The T8 Daylight - - 6500K has only a 76 CRI.
So as you go bluer the Color rendering gets worse.
Daylight CRI stinks because the Department of Energy wanted the Light Output to be 2% brighter, so the Color Rendering was sacrificed for output.

That approach is 'industry standard'


----------



## SuperCubber (Feb 23, 2012)

> I have so far installed 4 of these in my shop, I like them. Some advantages is they are bright, they are light and if you drop them they dont shatter (bulbs are plastic). Also Costco has the best return policy so if they die, they go back and Im not out any money but so far I have not had any issues. They are not daylight as stated above but I have 6 LED can lights in the same area that are daylight (what can I say I like a bright shop after working in my previous dungeon shop). I find I like the mixture of 5000K can lights and the 4100K shop lights. As far as compared to a regular T8, I didn t notice much difference in how bright the light is, only notable difference was in color. *One thing to note on the difference between LED T8 style lights compared to regular T8 bulbs, LED are directional where as regular T8 throws lights 360 degrees. A LED can be less lumen and still give you more light as it is directed down where as a regular T8 has to rely on a reflector to take light and redirect it down.* Im happy with them. When I complete my shop I will have 14 LED Daylight can lights, 6 LED shop lights on the ceiling and 2 LED shop lights under cabinets. The real advantage for me is heat savings and power draw. My can lights are 1100 lumens each 75 watt replacements, if your looking for a bright bulb you cant beat G7 Power LED light bulbs their 4000K BR30 bulb is 1175 lumens 13 watts and the 5000k bulb is 1100 13 watts. If I would have went with incandescent and fluorescent my total lighting wattage would have been 1658 watts, with the LED I am running at 450 watts.
> 
> - tsdahc


Very good point. I had forgotten about that little nugget of information!


----------



## altendky (May 7, 2012)

> As far as compared to a regular T8, I didn t notice much difference in how bright the light is, only notable difference was in color. One thing to note on the difference between LED T8 style lights compared to regular T8 bulbs, LED are directional where as regular T8 throws lights 360 degrees. A LED can be less lumen and still give you more light as it is directed down where as a regular T8 has to rely on a reflector to take light and redirect it down. Im happy with them.
> 
> - tsdahc


Good point about the directionality. Also, human perception of light is not linear so if you say something is twice as bright, it's a lot more than twice as many lumens. In other words, 50% difference in lumens isn't really that big of a deal.

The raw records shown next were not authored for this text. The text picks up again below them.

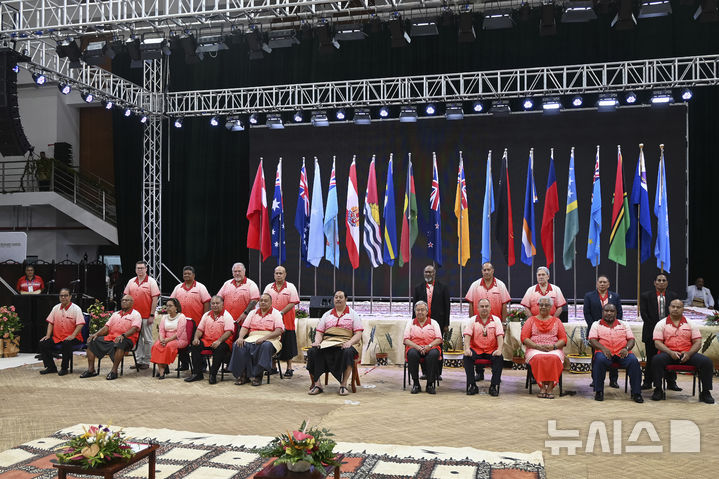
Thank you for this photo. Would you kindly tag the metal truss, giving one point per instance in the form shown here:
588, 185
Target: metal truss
152, 176
498, 84
43, 18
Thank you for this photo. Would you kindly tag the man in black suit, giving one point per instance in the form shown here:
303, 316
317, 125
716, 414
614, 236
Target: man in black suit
436, 295
594, 302
653, 307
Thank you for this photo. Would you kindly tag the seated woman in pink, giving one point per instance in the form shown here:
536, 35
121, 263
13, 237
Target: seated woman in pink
172, 336
544, 336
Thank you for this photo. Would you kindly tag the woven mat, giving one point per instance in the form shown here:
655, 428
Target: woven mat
207, 456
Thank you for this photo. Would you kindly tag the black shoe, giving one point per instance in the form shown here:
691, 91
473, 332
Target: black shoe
194, 377
706, 397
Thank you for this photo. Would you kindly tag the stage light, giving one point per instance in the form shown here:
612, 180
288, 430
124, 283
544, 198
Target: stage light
39, 78
454, 111
362, 116
408, 114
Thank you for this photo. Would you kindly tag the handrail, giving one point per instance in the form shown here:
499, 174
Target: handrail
91, 193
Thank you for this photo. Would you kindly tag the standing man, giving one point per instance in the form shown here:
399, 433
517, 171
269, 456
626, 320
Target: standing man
64, 327
145, 293
284, 299
594, 302
195, 302
240, 294
654, 307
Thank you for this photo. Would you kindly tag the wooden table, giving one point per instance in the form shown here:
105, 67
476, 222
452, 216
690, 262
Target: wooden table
280, 471
108, 472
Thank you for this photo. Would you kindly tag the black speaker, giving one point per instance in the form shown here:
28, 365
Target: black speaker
319, 305
13, 141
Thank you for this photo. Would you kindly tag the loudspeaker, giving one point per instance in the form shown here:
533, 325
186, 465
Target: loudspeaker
319, 305
13, 141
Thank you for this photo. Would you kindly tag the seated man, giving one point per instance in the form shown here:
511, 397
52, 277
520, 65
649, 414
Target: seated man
337, 344
678, 341
483, 339
422, 339
613, 341
214, 333
252, 354
64, 327
120, 335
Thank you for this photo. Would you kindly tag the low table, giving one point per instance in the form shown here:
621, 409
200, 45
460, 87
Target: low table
109, 470
280, 471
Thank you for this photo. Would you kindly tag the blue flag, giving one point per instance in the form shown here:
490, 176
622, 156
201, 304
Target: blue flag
639, 211
389, 252
332, 234
277, 220
316, 246
595, 218
661, 211
302, 214
434, 236
487, 211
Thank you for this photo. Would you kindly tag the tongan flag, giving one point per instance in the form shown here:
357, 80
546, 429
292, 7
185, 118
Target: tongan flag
639, 213
302, 214
461, 212
372, 237
316, 246
661, 211
530, 197
551, 207
258, 230
504, 229
352, 217
409, 218
277, 219
332, 233
595, 218
620, 213
487, 210
434, 238
389, 252
571, 220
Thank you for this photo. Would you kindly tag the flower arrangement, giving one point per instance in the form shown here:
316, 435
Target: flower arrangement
98, 316
10, 323
97, 446
310, 445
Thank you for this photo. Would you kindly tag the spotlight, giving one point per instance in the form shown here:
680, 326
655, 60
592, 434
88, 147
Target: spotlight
39, 78
362, 116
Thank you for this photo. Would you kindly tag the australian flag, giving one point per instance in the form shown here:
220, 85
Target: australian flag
302, 215
277, 220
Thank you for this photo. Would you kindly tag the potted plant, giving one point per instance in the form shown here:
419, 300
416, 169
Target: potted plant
10, 326
302, 450
581, 361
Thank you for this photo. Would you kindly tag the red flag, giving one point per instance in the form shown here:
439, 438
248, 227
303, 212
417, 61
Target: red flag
551, 207
258, 231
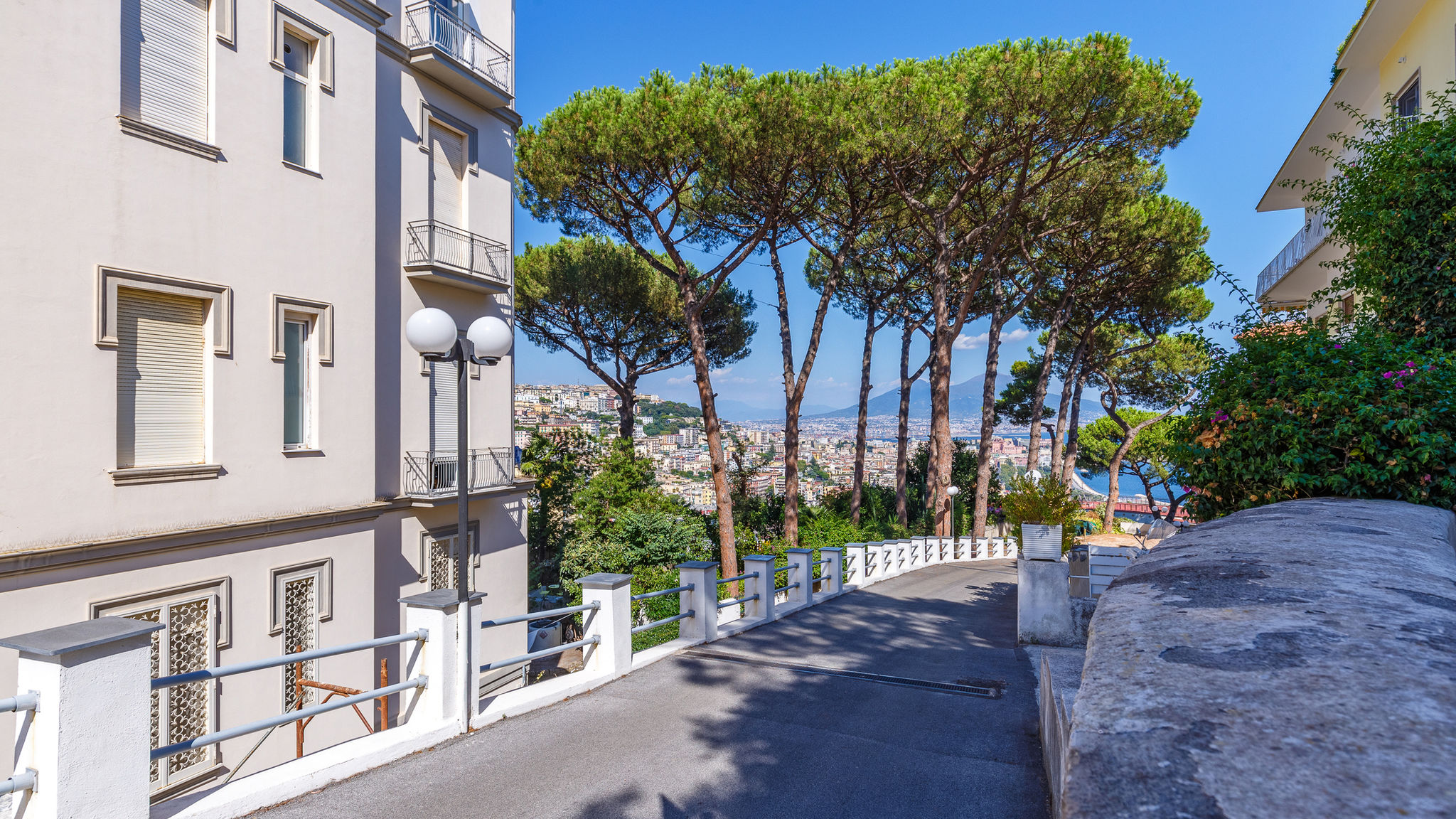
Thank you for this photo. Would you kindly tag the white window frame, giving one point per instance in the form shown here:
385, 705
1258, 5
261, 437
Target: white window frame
308, 388
219, 594
319, 79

> If you are wanting good color rendering…. look at the CRI on the package that is the "COLOR RENDERING INDEX".
> 
> -DrDirt


I haven't found a direct spec on the CRI of the Costco Feit shop lights (I did look on the box in the store) but the best I can tell is they claim >=80 based on Feit 73991.


----------



## SuperCubber (Feb 23, 2012)

> Any idea how these do below 32°F…. near 0°F? My fluorescents drop about 75% of the output when it gets really cold.
> 
> - knotscott


The only thing in reference to temperature that I could find on those lamps is the lowest starting temp: -13 F. Although that doesn't tell you if they'll be at 100% brightness at that temp, from what I remember reading in the past, the LEDs aren't really susceptible to temperature degradation.


----------



## SuperCubber (Feb 23, 2012)

> Almost makes me want to join costco. For those that installed these, my understanding is that they come with a cord and plug… is that correct?
> 
> Did you hard-wire them in your shop or just plug them in?
> 
> - Lucasd2002


That is correct. I just plugged it in.


----------



## altendky (May 7, 2012)

> Any idea how these do below 32°F…. near 0°F? My fluorescents drop about 75% of the output when it gets really cold.
> 
> - knotscott
> 
> ...


I don't know about the shop lights but the Feit flood lamps I got at Costco haven't bothered me in my back yard despite 20F and below temps recently. I wouldn't say I've have analyzed their warm up time in detail but that's because I have never observed any indication of such.


----------



## DrDirt (Feb 26, 2008)

Altendky -
Indeed on the spec link









it is likelyl 82 - -

LED lamps absolutely LOVE the cold.

Point of the long rant above - is there is a misconception that the "bluer" high CCT lamps have better Color rendering. The market did work that way for the products available before 2012.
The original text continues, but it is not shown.